Since the proposed development is on federal land and involves housing, Secretary Carson must sign off. He should zero-in on those 85 units.

“Supportive housing” is usually the city’s slick way of describing housing arranged for homeless persons with severe addiction issues and psychotic tendencies. When you get into the details, Seattle admits that “residential counselors” will be needed at the location around-the-clock to deal with the disorderly conduct likely to happen.

There are also case managers assigned to the location who are authorized to “leverage outside behavioral health services, including chemical dependency treatment and mental health services, and bring providers onsite when possible.” Anticipating a high volume of visits from medical personnel, the proposal sets aside rooms inside the building for “physicians and visiting nurses.”

Translation: Seattle seems to be trying to establish what amounts to a methadone clinic in a residential neighborhood, and build even more middle-class homes around it.

Bring Your Dangerous Behavior to Another Neighborhood

The city isn’t confidant, however, that these new occupants will be able to adhere to basic tenant-landlord expectations, yet they are hoping to “increase a resident’s ability to abide by lease requirements” despite their, in Seattle’s words, “condition.”

Making matters worse, the group tapped to oversee these units is Catholic Housing Services (CHS).

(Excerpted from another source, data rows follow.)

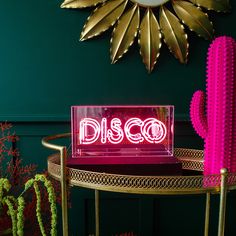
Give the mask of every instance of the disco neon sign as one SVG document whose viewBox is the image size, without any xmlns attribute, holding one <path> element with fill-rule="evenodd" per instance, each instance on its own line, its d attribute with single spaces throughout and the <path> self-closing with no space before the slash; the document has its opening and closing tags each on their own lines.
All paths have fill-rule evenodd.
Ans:
<svg viewBox="0 0 236 236">
<path fill-rule="evenodd" d="M 120 144 L 126 139 L 131 144 L 161 143 L 167 135 L 166 125 L 156 118 L 142 120 L 131 117 L 126 122 L 119 118 L 108 121 L 102 118 L 99 122 L 93 118 L 83 118 L 79 124 L 80 144 L 90 145 L 96 142 L 101 144 Z"/>
</svg>

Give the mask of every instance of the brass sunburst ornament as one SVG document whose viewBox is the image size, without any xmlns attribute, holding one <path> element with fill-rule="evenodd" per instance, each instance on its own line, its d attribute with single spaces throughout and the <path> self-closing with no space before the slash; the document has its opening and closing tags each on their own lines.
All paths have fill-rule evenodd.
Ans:
<svg viewBox="0 0 236 236">
<path fill-rule="evenodd" d="M 110 49 L 111 61 L 115 63 L 138 35 L 140 54 L 149 72 L 160 55 L 162 38 L 171 53 L 181 63 L 187 63 L 188 39 L 184 27 L 211 39 L 213 25 L 204 9 L 226 12 L 230 8 L 229 0 L 65 0 L 61 5 L 62 8 L 95 6 L 80 40 L 100 35 L 115 25 Z"/>
</svg>

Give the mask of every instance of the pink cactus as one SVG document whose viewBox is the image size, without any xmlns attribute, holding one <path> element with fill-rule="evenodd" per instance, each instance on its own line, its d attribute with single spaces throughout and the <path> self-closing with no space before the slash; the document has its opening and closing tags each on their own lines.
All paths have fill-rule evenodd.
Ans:
<svg viewBox="0 0 236 236">
<path fill-rule="evenodd" d="M 190 117 L 205 140 L 204 174 L 219 174 L 221 168 L 236 172 L 236 42 L 216 38 L 208 50 L 206 115 L 204 92 L 196 91 Z"/>
</svg>

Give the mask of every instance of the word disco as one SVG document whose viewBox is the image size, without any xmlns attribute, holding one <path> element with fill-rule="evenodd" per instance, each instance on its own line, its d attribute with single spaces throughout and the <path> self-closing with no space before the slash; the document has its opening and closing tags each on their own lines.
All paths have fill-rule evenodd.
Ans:
<svg viewBox="0 0 236 236">
<path fill-rule="evenodd" d="M 109 123 L 109 127 L 108 127 Z M 113 118 L 110 122 L 102 118 L 99 123 L 93 118 L 84 118 L 80 121 L 79 139 L 80 144 L 119 144 L 124 138 L 132 143 L 142 142 L 161 143 L 166 137 L 166 126 L 155 118 L 130 118 L 122 124 L 119 118 Z M 100 140 L 99 140 L 100 138 Z"/>
</svg>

They are one of those ostensibly religious organizations that use “faith” as a cover to push a progressive agenda. CHS asserts, for example, that poverty and homelessness are linked to the “effects of intolerance and racism.” When you bat for Team Social Justice, it’s always somebody else’s fault.

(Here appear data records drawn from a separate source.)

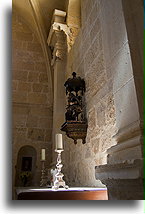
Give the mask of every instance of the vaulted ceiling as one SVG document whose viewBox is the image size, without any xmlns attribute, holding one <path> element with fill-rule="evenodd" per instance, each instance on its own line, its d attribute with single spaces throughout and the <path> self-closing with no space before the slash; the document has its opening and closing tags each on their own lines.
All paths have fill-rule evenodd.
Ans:
<svg viewBox="0 0 145 214">
<path fill-rule="evenodd" d="M 12 3 L 12 10 L 29 25 L 41 43 L 53 94 L 51 52 L 47 44 L 47 37 L 54 9 L 66 11 L 68 0 L 13 0 Z"/>
<path fill-rule="evenodd" d="M 34 17 L 34 14 L 36 13 L 39 18 L 41 16 L 37 21 L 43 20 L 44 30 L 48 35 L 53 10 L 66 10 L 66 2 L 67 0 L 13 0 L 13 9 L 16 10 L 34 30 L 37 30 L 35 23 L 36 17 Z"/>
</svg>

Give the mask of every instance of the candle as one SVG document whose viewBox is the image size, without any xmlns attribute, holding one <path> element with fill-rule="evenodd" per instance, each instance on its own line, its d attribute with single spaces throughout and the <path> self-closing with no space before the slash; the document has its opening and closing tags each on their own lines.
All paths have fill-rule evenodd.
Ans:
<svg viewBox="0 0 145 214">
<path fill-rule="evenodd" d="M 45 149 L 41 150 L 41 160 L 45 161 Z"/>
<path fill-rule="evenodd" d="M 55 141 L 56 141 L 56 150 L 63 149 L 62 134 L 56 134 Z"/>
</svg>

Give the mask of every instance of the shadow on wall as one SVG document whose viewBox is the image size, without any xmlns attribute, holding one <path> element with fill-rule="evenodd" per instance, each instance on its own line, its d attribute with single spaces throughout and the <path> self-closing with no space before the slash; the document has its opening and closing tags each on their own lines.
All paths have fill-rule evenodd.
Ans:
<svg viewBox="0 0 145 214">
<path fill-rule="evenodd" d="M 17 156 L 15 186 L 35 186 L 36 158 L 34 147 L 21 147 Z"/>
</svg>

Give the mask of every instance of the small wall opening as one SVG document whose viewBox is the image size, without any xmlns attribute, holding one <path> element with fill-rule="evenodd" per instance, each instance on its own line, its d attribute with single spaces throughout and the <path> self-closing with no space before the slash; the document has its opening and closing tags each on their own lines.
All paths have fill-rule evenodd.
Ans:
<svg viewBox="0 0 145 214">
<path fill-rule="evenodd" d="M 20 148 L 17 156 L 15 186 L 34 186 L 37 153 L 32 146 Z"/>
</svg>

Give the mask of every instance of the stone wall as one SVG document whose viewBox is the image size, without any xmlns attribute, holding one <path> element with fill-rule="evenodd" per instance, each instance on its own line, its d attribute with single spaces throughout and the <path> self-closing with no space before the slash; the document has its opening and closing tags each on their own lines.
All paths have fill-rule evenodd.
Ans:
<svg viewBox="0 0 145 214">
<path fill-rule="evenodd" d="M 106 150 L 116 143 L 112 138 L 116 132 L 114 77 L 106 65 L 102 29 L 104 14 L 100 2 L 81 1 L 81 28 L 68 53 L 66 79 L 73 71 L 85 79 L 88 120 L 85 145 L 81 142 L 74 145 L 72 140 L 65 138 L 64 170 L 71 186 L 100 186 L 100 181 L 95 179 L 95 166 L 106 163 Z"/>
<path fill-rule="evenodd" d="M 33 185 L 39 185 L 41 148 L 46 148 L 47 166 L 51 161 L 52 96 L 39 39 L 16 12 L 12 16 L 12 72 L 13 183 L 18 152 L 29 145 L 37 152 Z"/>
</svg>

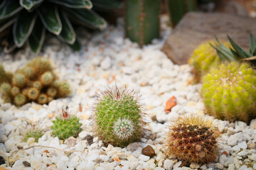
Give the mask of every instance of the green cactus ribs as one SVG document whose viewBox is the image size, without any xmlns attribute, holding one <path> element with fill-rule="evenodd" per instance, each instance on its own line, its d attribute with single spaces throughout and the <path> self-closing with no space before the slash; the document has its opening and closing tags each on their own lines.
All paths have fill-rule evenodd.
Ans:
<svg viewBox="0 0 256 170">
<path fill-rule="evenodd" d="M 218 157 L 219 131 L 203 115 L 182 116 L 174 121 L 166 137 L 166 154 L 187 163 L 206 164 Z"/>
<path fill-rule="evenodd" d="M 256 71 L 232 62 L 212 68 L 203 78 L 202 96 L 210 115 L 248 123 L 256 118 Z"/>
<path fill-rule="evenodd" d="M 53 123 L 53 135 L 63 140 L 70 137 L 77 137 L 82 131 L 82 123 L 79 123 L 79 118 L 70 115 L 68 108 L 63 109 L 60 116 L 56 117 Z"/>
<path fill-rule="evenodd" d="M 143 135 L 140 96 L 125 86 L 102 91 L 95 106 L 97 135 L 114 146 L 125 147 L 139 141 Z"/>
</svg>

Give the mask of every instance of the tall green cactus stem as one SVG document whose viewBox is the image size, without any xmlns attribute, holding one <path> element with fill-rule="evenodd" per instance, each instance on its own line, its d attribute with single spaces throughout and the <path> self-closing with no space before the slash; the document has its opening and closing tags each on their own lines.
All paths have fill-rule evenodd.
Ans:
<svg viewBox="0 0 256 170">
<path fill-rule="evenodd" d="M 0 63 L 0 83 L 3 81 L 5 75 L 4 66 Z"/>
<path fill-rule="evenodd" d="M 166 2 L 173 26 L 177 25 L 186 12 L 196 10 L 196 0 L 167 0 Z"/>
<path fill-rule="evenodd" d="M 41 76 L 41 82 L 43 85 L 49 85 L 53 81 L 53 77 L 50 72 L 43 73 Z"/>
<path fill-rule="evenodd" d="M 18 87 L 23 87 L 26 84 L 26 77 L 22 74 L 20 73 L 16 74 L 12 79 L 12 82 L 14 84 L 14 86 Z"/>
<path fill-rule="evenodd" d="M 160 1 L 129 0 L 126 11 L 126 36 L 142 47 L 159 37 Z"/>
<path fill-rule="evenodd" d="M 232 62 L 212 68 L 203 78 L 202 96 L 210 115 L 248 123 L 256 118 L 256 71 Z"/>
<path fill-rule="evenodd" d="M 63 140 L 72 136 L 77 137 L 82 131 L 82 123 L 79 122 L 79 118 L 70 115 L 68 110 L 63 110 L 61 115 L 56 117 L 53 123 L 53 135 Z"/>
<path fill-rule="evenodd" d="M 125 147 L 142 135 L 142 108 L 135 91 L 117 86 L 99 94 L 95 107 L 95 130 L 114 146 Z"/>
</svg>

In theory, social services that help break drug addiction and alleviate mental health episodes are preferable to jailtime. We’d rather people get the support they need so they can live as productive members of a community. But the “carrots” of treatment are only as effective as the “sticks” of deterrence used to enforce them.

Take away the enforcement mechanism of the stick, and there is no incentive to indulge the carrot. This explains why Seattle’s radical experiment tolerating antisocial behavior has caused the scourge of drugs, crime, and homelessness to explode. And now city leaders are on the cusp of putting yet another neighborhood in danger by creating a shiny new center to attract those determined to flout the law openly without any repercussions.

Amazon Isn’t the Problem, People

We’ve seen this movie before. Soon after Seattle opened up a government housing project similar to Ft. Lawton, family events like movie night at the nearby park were shut down over growing security concerns. In another neighborhood, police logged a whopping 221 percent increase in reported crimes and other disturbances after Seattle unveiled drug-friendly, low-barrier shelters called “tiny house villages.”

At yet another government housing complex, the fire department was dispatched 218 times just in the last year. One of those residents had this to say regarding Seattle’s cruel form of compassion: “I don’t feel safe here at all. Not at all.”

The examples are never-ending. But I don’t need to convince Carson that my city needs an intervention. He already knows it. He joined my Seattle-based talk show to talk about Seattle’s ludicrous claim that housing affordability is really behind the homelessness crisis.

City leaders love to blame Amazon for driving up rents, while mostly ignoring the role addiction and mental health play in what we’re seeing in our streets every day. Their position is driven by ideology, not data. Public health and safety, Carson observed on my show, should never take a backseat to unhinged progressive politics.

He’s right. That’s why Dr. Carson should reject Seattle’s Ft. Lawton proposal, which is in his power to do as HUD secretary.